變動中尋找平衡的技術《歸屬習題》
12月
21
2015
歸屬習題(國家兩廳院 提供)
Link
Line
Facebook
分享
小
中
大
字體
778次瀏覽

演出/工作坊:澳洲塊動舞團

演出時間:2015/11/21 19:45

演出地點:國家戲劇院

工作坊:2015/11/21 13:30~15:00

文 陳代樾(特約評論人)

一、變動世界中的相對認同

有一些問題只能提問無法解答,或說只有提問才是解答唯一的方法,「如何提問」則決定了解答的可能範疇,譬如歸屬,就是這種問題。

編劇兼導演李希特(Falk Richter)說:「重點是『歸屬』不單只是理論上的建構,更關乎個人經驗」。【1】從舞者【2】的深度訪談著手,他並非忠實呈現資料原始的樣貌,而善盡編劇的責任:將語言轉化,賦予角色形象。因此舞者雖然以自己的本名站上舞台,說著轉化過的親身經歷,卻又扮演並非完全是自己的角色。這種介於虛實的中介狀態,讓舞者認同自己卻可能代表更廣泛的群體。

從個人經驗出發卻回返理論,《歸屬習題》的劇本有意識的與當代認同理論對話:突然得到研究經費的法國藝術家Eloise在澳洲開啟自我認同的研究旅程;心理醫生Karen與被工作物化的伴侶維持遠距離戀情卻因通訊科技而產生疏離;透過交友網站尋找性愛的同志Josh意外進入一段相對穩定的關係,甚至討論代理孕母的可能;帶有部分澳洲原住民血統的Joel被電話訪問回歸部落接觸傳統舞蹈的經驗,卻因為自身文化認同過白(too white)呈現求異超越趨同的心理狀態。片段的故事堆疊出歸屬問題的複雜性,糾纏著國家、歷史、族群、性別、階級、後殖民、全球化、資訊化等各種面向。

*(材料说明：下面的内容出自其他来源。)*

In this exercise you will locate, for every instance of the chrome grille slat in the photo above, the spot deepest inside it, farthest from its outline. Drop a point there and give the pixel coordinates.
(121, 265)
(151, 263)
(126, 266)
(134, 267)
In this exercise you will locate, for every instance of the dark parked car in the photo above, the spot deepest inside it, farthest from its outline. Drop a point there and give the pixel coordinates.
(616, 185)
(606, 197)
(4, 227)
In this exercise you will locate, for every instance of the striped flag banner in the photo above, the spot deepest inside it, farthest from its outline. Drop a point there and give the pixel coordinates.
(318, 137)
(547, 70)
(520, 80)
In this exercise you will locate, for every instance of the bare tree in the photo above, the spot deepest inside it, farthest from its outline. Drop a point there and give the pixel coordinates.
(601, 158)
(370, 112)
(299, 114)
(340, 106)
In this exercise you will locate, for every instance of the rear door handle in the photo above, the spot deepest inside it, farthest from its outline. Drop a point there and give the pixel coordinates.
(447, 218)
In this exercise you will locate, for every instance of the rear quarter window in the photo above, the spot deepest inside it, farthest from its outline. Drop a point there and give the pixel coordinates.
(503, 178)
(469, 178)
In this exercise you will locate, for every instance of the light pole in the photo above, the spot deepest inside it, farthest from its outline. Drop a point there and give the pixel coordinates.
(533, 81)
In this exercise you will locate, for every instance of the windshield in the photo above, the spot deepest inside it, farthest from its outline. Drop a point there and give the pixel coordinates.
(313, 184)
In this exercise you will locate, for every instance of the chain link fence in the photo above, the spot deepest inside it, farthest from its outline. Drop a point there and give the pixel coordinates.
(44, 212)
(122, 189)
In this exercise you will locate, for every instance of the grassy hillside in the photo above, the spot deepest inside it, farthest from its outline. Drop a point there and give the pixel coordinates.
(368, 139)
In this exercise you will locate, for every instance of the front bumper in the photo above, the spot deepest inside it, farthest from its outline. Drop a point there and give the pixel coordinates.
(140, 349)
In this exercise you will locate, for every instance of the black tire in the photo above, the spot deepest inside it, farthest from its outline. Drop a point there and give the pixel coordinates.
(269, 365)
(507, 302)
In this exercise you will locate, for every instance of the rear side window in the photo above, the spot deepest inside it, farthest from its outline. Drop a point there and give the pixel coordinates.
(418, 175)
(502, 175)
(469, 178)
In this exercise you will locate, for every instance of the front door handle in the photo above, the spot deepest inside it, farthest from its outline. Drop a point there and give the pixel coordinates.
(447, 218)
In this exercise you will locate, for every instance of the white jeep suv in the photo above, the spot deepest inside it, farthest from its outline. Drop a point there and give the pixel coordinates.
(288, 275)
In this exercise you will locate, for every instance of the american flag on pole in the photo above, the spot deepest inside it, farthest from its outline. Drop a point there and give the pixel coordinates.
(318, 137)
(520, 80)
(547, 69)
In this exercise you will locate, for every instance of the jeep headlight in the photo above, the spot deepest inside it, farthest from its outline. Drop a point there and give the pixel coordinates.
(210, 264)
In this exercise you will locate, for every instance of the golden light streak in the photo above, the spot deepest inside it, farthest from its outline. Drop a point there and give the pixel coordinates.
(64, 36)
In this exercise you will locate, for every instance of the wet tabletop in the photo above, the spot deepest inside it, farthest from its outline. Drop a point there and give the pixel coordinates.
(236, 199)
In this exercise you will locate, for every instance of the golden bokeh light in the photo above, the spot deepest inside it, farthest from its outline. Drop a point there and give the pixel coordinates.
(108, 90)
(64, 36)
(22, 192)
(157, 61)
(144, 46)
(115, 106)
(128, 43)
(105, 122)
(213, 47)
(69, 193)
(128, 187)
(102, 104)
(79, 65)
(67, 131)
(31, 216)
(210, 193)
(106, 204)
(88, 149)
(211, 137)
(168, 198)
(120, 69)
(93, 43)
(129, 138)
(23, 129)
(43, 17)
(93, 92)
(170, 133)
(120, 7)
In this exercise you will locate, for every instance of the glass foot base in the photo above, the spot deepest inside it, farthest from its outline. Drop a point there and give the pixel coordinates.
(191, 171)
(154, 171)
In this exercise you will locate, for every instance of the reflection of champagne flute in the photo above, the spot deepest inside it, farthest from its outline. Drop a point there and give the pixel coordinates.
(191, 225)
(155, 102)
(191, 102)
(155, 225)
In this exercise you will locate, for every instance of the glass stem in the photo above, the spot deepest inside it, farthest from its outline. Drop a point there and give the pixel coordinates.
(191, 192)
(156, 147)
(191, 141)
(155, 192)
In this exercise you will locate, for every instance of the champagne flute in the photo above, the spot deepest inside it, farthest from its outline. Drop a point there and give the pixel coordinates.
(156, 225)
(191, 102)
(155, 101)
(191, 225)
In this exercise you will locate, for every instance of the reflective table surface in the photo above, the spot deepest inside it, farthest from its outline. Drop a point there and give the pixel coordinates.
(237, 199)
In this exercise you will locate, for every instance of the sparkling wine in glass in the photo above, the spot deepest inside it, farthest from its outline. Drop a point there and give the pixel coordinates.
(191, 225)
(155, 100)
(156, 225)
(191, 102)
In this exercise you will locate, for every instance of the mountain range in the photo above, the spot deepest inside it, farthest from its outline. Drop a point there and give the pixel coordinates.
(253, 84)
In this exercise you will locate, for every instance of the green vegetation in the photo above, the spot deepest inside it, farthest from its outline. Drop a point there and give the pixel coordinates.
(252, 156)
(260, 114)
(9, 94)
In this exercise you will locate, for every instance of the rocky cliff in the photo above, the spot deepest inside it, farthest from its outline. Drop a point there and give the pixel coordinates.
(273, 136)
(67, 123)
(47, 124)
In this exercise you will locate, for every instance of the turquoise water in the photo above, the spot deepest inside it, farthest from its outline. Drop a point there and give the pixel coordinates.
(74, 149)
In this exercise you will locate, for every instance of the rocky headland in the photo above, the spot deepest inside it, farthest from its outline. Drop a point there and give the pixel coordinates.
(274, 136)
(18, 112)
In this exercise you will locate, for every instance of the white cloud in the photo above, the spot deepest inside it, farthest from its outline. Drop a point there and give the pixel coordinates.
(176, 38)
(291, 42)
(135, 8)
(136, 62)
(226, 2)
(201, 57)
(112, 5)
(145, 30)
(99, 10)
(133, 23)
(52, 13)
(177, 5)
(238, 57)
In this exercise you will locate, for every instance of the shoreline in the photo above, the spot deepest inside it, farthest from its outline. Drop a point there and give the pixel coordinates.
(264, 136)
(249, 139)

然而事實是,無論建構出的認同多麼複雜,觀眾都不可能脫離自己觀看的位置進行詮釋。譬如《歸屬習題》從舞者出發勾勒出澳洲年輕世代的經驗,卻每每讓我回想起自己與台灣的處境。先不說遠距親密關係中的諸多挫折或性別認同與家庭想像,在族群認同的歷史中,台澳都由某個時期大量移民構成社會主要的權力核心,先是對原住民進行壓迫,隔了很久之後才將之正名卻無法彌補歧視的既成事實,當現代化逐漸使文化趨同,又難免將原住民消費為國家形象的代表。又譬如澳洲的亞裔移民因為與白人在長相與文化差異太大,時常成為歧視的對象,同台灣一般對新移民另眼相看。

認同的過程無關文化差異,如同女舞者Eloise繞口令般的台詞描述自我定位的相對性,經轉化大概是:因為不同於他者的存在,所以「我」成為一個獨立的單位,然而只有在「他」的相對性立場,我與你成為一個新的群體「我們」;我們與你們又可能因為「他們」而形成新的我們,只要永遠有相對的他們,關於歸屬的輪轉可以永遠持續下去。這種求同與區異的無限迴圈,大概就是認同建構與崩毀的自然趨勢。

從個人經驗出發與當代現象共鳴,《歸屬習題》的敘事線紛雜而破碎,觸及各種議題卻未挖掘,更未嘗試解答。透過即時投影靈活的切換,舞台的空間被切割出許多不同的層次,製造出就算在同個舞台也能分屬不同時空的疏離感。也許眾多故事呈現出的並不只是澳洲年輕世代的認同問題,而是一個世界構成的普遍信念:一個破碎的、流動的、相對的、多焦的世界。

二、抗衡技巧的自我譬喻

回到歸屬的問題,如果李希特透過編劇,從個人經驗對世界信念提問;范.戴可(Anouk van Dijk)則是透過舞蹈、從人存在的本質探詢:「我可以做『我』自己嗎?」「『我』是什麼組成的?」【3】哲學的提問,在舞蹈訓練的實務中卻又很具體。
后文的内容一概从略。